L’International Legal Forum, una rete globale di avvocati che combattono l’antisemitismo e il terrore, ha espresso totale sgomento e shock per il comportamento di Gadgil. In una lettera aperta indirizzata al direttore generale della BBC, Tim Davie, alla professoressa Dame Elan Closs Stephens, presidente in carica del Consiglio di amministrazione della BBC, e a Deborah Turness, amministratore delegato di BBC News and Current Affairs, ILF ha sottolineato la natura falsa e fuorviante della dichiarazione di Gadgil.

Hanno sottolineato che le forze israeliane prendono rigorosamente di mira elementi terroristici, combattenti e infrastrutture militari a Jenin, un focolaio di terrore negli ultimi anni.

L’ILF ha sottolineato che alcuni combattenti palestinesi, tra cui individui di soli 17 anni, sono stati cinicamente reclutati da gruppi terroristici, il che costituisce una grave violazione del diritto internazionale.

L’ILF ha esortato la BBC a rispettare la sua missione di fornire notizie e informazioni imparziali e ha chiesto all’emittente scuse pubbliche immediate e inequivocabili. L’ILF ha inoltre chiesto che vengano presi provvedimenti adeguati nei confronti di Gadgil per la sua inaccettabile condotta.

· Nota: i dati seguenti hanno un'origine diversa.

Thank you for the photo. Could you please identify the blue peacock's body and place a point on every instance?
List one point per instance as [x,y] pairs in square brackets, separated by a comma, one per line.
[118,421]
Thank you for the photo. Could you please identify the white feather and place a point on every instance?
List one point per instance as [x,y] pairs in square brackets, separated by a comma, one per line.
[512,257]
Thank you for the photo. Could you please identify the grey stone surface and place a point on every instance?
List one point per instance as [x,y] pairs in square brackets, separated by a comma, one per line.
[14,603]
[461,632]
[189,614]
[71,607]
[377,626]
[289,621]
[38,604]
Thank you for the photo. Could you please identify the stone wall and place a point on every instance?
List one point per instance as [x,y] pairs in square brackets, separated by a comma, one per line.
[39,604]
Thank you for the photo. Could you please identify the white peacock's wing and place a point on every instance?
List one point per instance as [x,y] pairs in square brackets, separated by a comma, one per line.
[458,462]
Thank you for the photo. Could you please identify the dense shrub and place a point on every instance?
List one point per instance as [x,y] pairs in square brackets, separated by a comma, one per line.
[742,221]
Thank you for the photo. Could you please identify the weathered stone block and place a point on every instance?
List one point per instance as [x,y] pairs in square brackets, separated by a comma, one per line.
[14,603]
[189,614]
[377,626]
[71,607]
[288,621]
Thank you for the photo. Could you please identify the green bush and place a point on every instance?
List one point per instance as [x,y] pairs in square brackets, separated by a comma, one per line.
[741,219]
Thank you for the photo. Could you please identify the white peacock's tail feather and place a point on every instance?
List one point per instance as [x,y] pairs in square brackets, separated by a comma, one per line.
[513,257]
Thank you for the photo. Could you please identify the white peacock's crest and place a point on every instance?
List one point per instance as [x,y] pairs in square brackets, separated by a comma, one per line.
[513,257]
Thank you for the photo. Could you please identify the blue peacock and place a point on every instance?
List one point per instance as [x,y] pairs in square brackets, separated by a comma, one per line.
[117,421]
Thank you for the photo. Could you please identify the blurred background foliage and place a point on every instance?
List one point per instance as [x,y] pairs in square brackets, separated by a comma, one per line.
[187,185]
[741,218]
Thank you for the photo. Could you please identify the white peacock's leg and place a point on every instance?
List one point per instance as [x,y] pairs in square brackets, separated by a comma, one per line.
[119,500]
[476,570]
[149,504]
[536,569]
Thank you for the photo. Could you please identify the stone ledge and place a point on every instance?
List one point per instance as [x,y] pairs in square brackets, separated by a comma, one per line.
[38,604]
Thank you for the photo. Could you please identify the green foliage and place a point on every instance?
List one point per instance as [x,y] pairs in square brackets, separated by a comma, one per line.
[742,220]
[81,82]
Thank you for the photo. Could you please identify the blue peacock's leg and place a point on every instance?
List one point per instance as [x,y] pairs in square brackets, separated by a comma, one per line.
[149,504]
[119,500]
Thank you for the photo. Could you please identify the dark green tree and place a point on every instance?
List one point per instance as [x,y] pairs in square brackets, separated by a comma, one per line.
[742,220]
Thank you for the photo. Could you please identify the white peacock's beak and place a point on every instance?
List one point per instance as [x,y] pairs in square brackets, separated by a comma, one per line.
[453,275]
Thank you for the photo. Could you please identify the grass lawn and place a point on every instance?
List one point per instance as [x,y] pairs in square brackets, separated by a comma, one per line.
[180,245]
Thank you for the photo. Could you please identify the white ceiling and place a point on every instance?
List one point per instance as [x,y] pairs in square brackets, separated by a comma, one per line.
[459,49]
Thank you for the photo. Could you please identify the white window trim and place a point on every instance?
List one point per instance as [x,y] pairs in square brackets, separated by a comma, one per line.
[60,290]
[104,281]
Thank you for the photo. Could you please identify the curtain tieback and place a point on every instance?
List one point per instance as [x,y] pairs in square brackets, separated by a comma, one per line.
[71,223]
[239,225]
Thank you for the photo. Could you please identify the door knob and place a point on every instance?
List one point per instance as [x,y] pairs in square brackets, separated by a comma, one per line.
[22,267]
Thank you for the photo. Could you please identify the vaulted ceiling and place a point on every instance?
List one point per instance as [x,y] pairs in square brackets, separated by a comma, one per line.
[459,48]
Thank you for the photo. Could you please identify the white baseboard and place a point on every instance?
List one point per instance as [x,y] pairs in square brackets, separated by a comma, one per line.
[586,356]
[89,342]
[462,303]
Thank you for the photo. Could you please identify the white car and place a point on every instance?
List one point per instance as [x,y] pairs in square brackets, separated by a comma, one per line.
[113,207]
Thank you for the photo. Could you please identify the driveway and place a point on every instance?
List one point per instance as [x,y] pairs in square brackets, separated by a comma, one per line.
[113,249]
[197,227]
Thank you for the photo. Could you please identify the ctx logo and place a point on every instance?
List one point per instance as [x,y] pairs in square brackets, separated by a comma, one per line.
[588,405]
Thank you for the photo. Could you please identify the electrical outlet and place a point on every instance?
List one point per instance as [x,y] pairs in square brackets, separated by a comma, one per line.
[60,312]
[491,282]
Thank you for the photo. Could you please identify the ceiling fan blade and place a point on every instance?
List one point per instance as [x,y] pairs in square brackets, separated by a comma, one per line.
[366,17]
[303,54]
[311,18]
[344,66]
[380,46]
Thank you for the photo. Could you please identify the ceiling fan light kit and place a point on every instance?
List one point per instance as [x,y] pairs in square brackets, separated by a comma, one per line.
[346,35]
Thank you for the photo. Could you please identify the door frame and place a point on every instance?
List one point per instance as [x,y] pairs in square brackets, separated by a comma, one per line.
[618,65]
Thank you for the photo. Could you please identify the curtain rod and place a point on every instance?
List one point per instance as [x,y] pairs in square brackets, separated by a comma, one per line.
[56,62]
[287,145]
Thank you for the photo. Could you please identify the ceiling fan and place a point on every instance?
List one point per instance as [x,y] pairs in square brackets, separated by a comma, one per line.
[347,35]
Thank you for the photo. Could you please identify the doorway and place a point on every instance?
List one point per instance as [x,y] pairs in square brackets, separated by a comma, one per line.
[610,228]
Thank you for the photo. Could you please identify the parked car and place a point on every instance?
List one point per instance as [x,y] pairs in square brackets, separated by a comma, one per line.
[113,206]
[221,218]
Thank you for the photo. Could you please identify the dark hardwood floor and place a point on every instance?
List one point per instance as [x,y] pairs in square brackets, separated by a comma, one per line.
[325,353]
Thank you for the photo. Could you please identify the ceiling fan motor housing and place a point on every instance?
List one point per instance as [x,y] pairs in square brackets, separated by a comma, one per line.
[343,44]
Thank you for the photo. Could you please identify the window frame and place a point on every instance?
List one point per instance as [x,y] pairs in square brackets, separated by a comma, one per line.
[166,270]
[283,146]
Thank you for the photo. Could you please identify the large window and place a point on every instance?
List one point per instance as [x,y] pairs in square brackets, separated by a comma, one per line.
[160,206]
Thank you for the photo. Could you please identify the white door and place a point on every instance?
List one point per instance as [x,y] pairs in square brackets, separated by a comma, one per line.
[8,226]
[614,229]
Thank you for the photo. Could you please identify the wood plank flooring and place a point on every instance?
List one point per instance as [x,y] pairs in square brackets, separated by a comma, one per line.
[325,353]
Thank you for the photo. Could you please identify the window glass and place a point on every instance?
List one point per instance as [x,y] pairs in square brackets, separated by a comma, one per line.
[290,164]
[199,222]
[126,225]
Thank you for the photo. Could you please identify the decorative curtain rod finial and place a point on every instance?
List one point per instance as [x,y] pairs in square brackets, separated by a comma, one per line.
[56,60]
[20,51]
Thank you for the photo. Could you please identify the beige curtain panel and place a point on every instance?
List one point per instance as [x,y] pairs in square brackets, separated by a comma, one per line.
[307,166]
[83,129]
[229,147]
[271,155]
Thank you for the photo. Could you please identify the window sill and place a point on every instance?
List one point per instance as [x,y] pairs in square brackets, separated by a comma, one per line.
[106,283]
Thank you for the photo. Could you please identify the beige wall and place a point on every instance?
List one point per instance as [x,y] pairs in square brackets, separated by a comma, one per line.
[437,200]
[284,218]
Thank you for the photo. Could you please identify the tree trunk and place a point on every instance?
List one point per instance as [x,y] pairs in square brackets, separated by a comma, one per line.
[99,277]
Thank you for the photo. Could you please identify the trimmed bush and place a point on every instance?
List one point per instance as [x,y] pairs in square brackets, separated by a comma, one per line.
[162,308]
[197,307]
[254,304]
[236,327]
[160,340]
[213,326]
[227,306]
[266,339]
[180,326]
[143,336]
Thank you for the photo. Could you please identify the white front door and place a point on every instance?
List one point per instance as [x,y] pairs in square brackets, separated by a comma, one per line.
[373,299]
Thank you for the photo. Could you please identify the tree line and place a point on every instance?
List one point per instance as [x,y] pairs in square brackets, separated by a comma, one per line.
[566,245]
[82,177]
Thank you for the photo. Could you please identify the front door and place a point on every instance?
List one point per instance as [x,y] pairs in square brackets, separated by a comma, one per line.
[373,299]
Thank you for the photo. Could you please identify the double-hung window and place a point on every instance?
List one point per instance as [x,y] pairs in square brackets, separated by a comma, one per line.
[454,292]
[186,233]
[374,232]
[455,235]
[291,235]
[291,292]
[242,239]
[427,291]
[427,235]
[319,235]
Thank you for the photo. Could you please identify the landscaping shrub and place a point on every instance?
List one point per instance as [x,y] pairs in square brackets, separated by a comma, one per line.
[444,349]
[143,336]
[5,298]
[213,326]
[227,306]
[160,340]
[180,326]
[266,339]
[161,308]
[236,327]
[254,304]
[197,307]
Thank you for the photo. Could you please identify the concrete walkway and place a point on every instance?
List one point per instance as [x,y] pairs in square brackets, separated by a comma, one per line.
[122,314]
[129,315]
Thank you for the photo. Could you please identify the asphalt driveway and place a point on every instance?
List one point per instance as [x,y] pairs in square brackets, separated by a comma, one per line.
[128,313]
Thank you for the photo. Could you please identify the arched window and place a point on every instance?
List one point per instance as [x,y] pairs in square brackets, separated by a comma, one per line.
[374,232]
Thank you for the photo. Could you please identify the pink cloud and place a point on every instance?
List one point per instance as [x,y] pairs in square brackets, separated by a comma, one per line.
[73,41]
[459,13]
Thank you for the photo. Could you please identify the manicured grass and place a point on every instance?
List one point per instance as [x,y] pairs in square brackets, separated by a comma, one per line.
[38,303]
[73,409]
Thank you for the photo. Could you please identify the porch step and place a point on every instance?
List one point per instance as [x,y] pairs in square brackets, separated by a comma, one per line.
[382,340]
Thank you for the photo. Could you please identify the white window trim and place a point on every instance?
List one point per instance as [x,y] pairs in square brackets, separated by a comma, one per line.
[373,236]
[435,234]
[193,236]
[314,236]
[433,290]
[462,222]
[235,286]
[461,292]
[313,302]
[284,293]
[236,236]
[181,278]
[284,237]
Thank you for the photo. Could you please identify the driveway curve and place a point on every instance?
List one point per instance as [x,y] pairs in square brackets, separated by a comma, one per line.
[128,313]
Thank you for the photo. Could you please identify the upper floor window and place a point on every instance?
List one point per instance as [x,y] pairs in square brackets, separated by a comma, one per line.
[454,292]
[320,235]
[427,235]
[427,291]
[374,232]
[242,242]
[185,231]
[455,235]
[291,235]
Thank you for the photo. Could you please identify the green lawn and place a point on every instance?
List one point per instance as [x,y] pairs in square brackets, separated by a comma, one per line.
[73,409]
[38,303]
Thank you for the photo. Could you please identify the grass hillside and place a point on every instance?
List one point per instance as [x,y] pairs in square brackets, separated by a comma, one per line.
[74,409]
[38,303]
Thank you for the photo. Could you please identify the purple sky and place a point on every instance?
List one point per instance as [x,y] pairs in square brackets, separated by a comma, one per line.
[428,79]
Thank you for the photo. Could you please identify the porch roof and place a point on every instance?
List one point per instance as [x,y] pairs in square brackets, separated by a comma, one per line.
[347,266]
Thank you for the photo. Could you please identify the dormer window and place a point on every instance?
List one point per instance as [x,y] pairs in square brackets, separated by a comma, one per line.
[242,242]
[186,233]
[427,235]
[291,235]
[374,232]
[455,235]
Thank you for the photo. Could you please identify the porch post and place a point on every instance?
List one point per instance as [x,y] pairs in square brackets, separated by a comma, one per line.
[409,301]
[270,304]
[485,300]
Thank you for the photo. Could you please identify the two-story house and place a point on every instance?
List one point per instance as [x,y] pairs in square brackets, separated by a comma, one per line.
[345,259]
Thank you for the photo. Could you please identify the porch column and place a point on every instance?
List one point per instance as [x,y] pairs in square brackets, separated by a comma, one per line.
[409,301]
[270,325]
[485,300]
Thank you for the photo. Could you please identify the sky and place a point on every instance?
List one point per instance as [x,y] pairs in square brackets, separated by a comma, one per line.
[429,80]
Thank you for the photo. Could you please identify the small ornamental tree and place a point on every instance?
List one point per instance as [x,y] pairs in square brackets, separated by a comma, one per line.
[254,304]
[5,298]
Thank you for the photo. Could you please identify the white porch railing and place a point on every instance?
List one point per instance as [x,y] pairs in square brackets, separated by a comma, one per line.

ci scusiamo per il fatto che il linguaggio usato in questa linea di domande non era formulato bene ed era inappropriato

Risposta della BBC

La BBC ha risposto alla lettera dell’EJA con una dichiarazione in cui si scusava per il modo in cui erano state poste le domande: “Abbiamo ricevuto commenti e lamentele in merito a un’intervista con l’ex primo ministro israeliano Naftali Bennett sui recenti eventi in Cisgiordania e Israele”, si legge nel comunicato.

“Sebbene questo fosse un argomento legittimo da esaminare nel corso dell’intervista, ci scusiamo per il fatto che il linguaggio usato in questa linea di domande non era formulato bene ed era inappropriato”.

La storia della BBC tra pregiudizi anti-israeliani, diffamazione antisemita e antisemitismo

Questo incidente arriva sulla scia di un’indagine trasversale avviata dal Parlamento britannico lo scorso dicembre sui pregiudizi della BBC nei confronti di Israele. Con le preoccupazioni sollevate circa i pregiudizi sistemici e istituzionali nei confronti di Israele, casi come la falsa affermazione di Gadgil sottolineano ulteriormente la necessità di un’azione correttiva urgente.

Anche il rabbino Menachem Margolin, presidente dell’Associazione Ebraica Europea (EJA), ha espresso la sua costernazione in una lettera indirizzata al direttore generale della BBC. Ha criticato l’affermazione di Gadgil come una palese falsità, carica di emotività e che ricorda in modo inquietante la storica diffamazione del sangue che ha afflitto le comunità ebraiche per secoli.

 Margolin ha sottolineato che le forze armate israeliane adottano misure straordinarie per evitare vittime tra i civili e che tali accuse infondate minano la correttezza giornalistica e il codice di condotta della BBC.

Sia l’ILF che l’EJA hanno invitato la BBC a ritrattare la falsa dichiarazione e a rimproverare prontamente Gadgil.